Not for the first time, and we’re confident that it’s not for the last, others around the state and region have taken notice of this city’s transformation.

In the June issue of Georgia Trend magazine, an article by K.K. Snyder titled “Columbus: Seeing the Big Picture” takes a pretty detailed look at what has happened here since the old patterns and realities of the city, virtually unchanged for decades, began crumbling and being rebuilt.

“For more than a decade,” Snyder writes, “there has existed a need to define the identity of this city that morphed from a mill town floated on a textile economy to a center for financial data services and advanced manufacturing.”

While one might quibble with Snyder’s timeline — the identity redefinition and image change of Columbus have taken closer to three decades than one — her assessment is spot on.

“Columbus has been a city in transformation for a while,” Brian Anderson, president and CEO of the Greater Columbus Georgia Chamber of Commerce, tells Georgia Trend, “some deliberate, some by nature of outside forces.”

The article attributes much of the city’s current progress to efforts that fall under the umbrella of the Regional Prosperity Initiative, whose strategy, Snyder writes, “boils down to three guiding principles: a reduction of poverty, increasing prosperity for all, and improving the overall quality of life in the region.”

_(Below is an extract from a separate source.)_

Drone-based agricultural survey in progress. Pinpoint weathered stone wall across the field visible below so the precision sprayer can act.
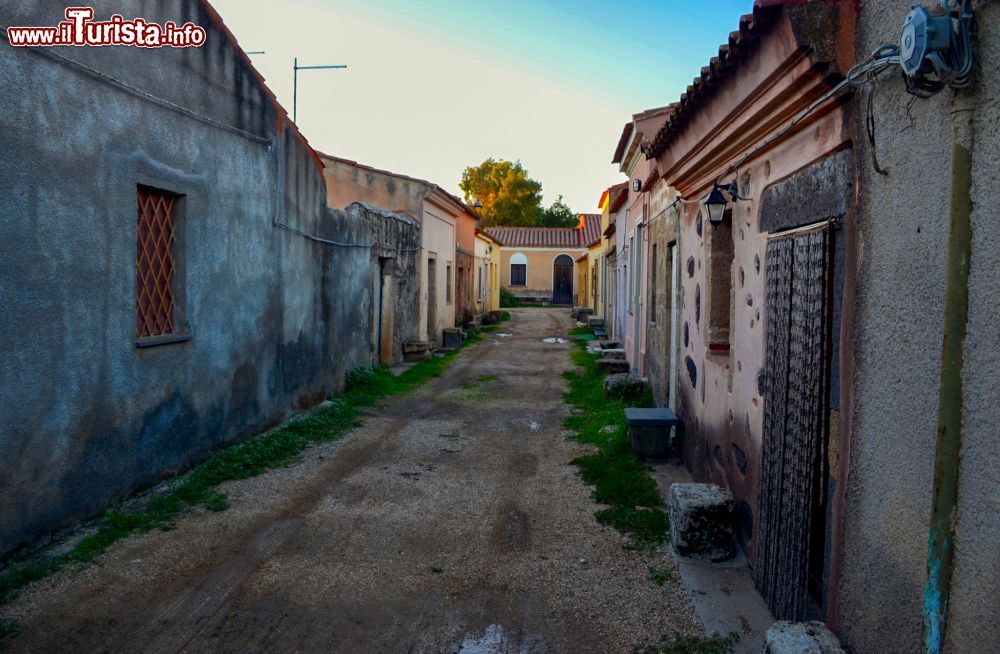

Success in such an ambitious mission has obviously been mixed, despite the impossible-to-ignore signs of growth and rejuvenation over most of the city. The quality of life component has been the most visibly successful: There are more good things to do here, and more people doing them, than ever before. (The recent WalletHub “staycation” report on Columbus is more than just anecdotal evidence of that.)

A broader distribution of prosperity — or at least a comfortable standard of living — seems to have taken hold. Rarely now do you hear the age-old grumble that all the money and power in Columbus are controlled by “the same five or six families” (which always sounded more like a line from “The Godfather” than an economic/demographic analysis anyway).

Poverty, sadly, remains the most stubborn obstacle and challenge. Population growth certainly doesn’t make it any easier to deal with; Bill Murphy, the chamber’s VP for economic development, notes in the Trend piece that the Columbus population has grown by 22 percent in 45 years, while net job creation has been flat since 2000.

“You cannot be a thriving city with a 19.6 percent poverty rate,” Mayor Teresa Tomlinson tells the magazine. “You just can’t be.” (Georgia’s poverty rate stands at 14.8 percent.)

Tomlinson points to failure of the first TAD vote in 2007 as leaving Columbus, as Snyder writes, “a little late to the redevelopment game.” But easy passage of the more recent TAD vote two years ago is already paying off.

Georgia Trend spotlights the Uptown TAD as especially interesting: It “doesn’t fit the classic concept of blight because the area features two to three blocks of extreme vibrancy both day and night. But there are many vacant and underutilized properties … and that’s where the TAD will prove beneficial.”

While reducing poverty has been problematic, the article notes, reducing homelessness has been a more successful effort, with the city already having received 280 housing vouchers.

As for employment and work force development, the Trend piece notes collaborative programs like Columbus Tech’s high school intern program with Pratt& Whitney (and now several other local companies), and Columbus State’s new Center for Cyber Defense Education as part of the TSYS Department of Computer science as just two of many such aggressive efforts.

Chamber CEO Anderson told Georgia Trend that a core of talented young people is the key to sustaining the Regional Prosperity Initiative, and keeping Columbus moving forward: “We’ve got to tell our story better.”

Implicit in that, of course, is that we keep making ours a better story to tell.